After getting up at 5.30am, busting my balls to get to St Marks for the crack of dawn, being put in a gown, surgical stockings and net knickers by 8.30am I found out that I was in the afternoon list.
This meant lots of waiting around. I read my Good Housekeeping magazine cover to cover, played Plants versus Zombies, checked emails, Facebook, Twitter and Instagram and played 'Heads Up' with Dan (highly recommend you download this app. Good for kids and adults alike)
At 2pm I was called down to theatre so quickly text my parents, posted on FB and said goodbye to Hubby. Until this point I had been fine but now I started to cry. There's always a fear with any operation that you might not wake up and I was hoping this wasn't the last time I would kiss hubby.
The Theatre Admissions Unit (TAU) is literally around the corner from the main theatres so I walked there with a nurse and went into the anaesthetic room of theatre 5.

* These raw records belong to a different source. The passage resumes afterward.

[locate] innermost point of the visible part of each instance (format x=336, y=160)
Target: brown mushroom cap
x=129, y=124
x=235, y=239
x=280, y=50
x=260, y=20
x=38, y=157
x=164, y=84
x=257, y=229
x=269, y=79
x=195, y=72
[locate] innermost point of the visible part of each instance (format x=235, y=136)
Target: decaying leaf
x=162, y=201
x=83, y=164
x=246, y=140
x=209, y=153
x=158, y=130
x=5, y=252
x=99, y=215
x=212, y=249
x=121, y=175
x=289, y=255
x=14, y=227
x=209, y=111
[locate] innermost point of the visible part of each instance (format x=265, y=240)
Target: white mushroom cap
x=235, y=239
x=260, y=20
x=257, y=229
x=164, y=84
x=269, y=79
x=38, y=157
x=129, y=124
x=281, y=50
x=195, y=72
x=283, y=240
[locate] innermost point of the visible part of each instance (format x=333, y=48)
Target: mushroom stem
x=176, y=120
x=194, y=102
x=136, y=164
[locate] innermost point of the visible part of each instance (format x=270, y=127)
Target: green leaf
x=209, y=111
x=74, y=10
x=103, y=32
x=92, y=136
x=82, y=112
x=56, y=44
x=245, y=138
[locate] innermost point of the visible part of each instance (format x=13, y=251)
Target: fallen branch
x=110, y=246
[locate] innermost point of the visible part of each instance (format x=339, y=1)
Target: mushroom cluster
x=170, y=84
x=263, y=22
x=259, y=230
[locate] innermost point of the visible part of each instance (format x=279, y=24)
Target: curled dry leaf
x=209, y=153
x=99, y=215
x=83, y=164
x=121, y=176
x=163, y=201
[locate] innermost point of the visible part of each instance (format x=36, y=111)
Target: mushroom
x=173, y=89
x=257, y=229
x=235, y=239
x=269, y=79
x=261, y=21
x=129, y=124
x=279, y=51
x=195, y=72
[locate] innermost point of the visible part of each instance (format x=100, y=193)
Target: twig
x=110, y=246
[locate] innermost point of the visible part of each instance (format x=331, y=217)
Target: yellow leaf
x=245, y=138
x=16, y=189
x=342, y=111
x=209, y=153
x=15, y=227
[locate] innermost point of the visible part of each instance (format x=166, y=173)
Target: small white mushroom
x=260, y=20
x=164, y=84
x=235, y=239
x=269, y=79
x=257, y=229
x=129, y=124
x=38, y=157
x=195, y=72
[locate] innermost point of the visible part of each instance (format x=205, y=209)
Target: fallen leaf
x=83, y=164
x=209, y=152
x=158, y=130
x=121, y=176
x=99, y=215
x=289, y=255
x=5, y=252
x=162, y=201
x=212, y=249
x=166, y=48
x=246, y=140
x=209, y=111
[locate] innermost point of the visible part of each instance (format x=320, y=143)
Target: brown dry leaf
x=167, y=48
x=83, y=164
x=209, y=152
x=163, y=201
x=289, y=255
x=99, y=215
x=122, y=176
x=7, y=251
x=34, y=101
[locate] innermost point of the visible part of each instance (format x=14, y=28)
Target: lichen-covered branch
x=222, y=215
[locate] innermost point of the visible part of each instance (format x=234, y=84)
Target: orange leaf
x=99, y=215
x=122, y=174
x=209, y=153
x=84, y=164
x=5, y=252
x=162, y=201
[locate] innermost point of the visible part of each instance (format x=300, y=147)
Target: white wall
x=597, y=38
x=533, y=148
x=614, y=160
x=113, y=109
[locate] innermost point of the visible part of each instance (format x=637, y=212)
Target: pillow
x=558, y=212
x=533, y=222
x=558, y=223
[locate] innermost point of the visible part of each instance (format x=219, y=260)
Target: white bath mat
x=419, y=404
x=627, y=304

In there I chatted to the 2 nurses who were trying- and failing- to cannulate me.The anaesthetist came and declared that my veins were 'crap'. He was a very funny chap and immediately put me at ease.
There were two 1st year medical students on their first hospital placement who were going to be in theatre and I was asked to describe to them what living with colitis was like as they only read about the medical side in textbooks. They were amazed when I told them that at its worst I was going to the toilet up to 50 times a day.
Even the anethatist struggled to get a cannula in me and said that once I was asleep he would probably put a line in my neck as that looked like the only decent vein I had left! He managed to get a tiny one in which was enough for him to get me to sleep.
Before he knocked me out he let me have a little look in the theatre as I had to him that is had loads of ops but never seen the inside of one as you're always asleep by that point. I was surprised by how big it was- much bigger than when you see them on TV. I was told that there would be 12 people in there for my op: Surgeon Aand 3 other surgeons
1 scrub nurse who hands the surgeons all the sterile equipment
2 nurses that fetch non sterile equipment
1 anethatist and 2 nurses assisting him
2 medical students
I get my monies worth out of the NHS!
They put the gas mask over my nose and mouth and as I started to drift off I prayed to God that I would wake up again.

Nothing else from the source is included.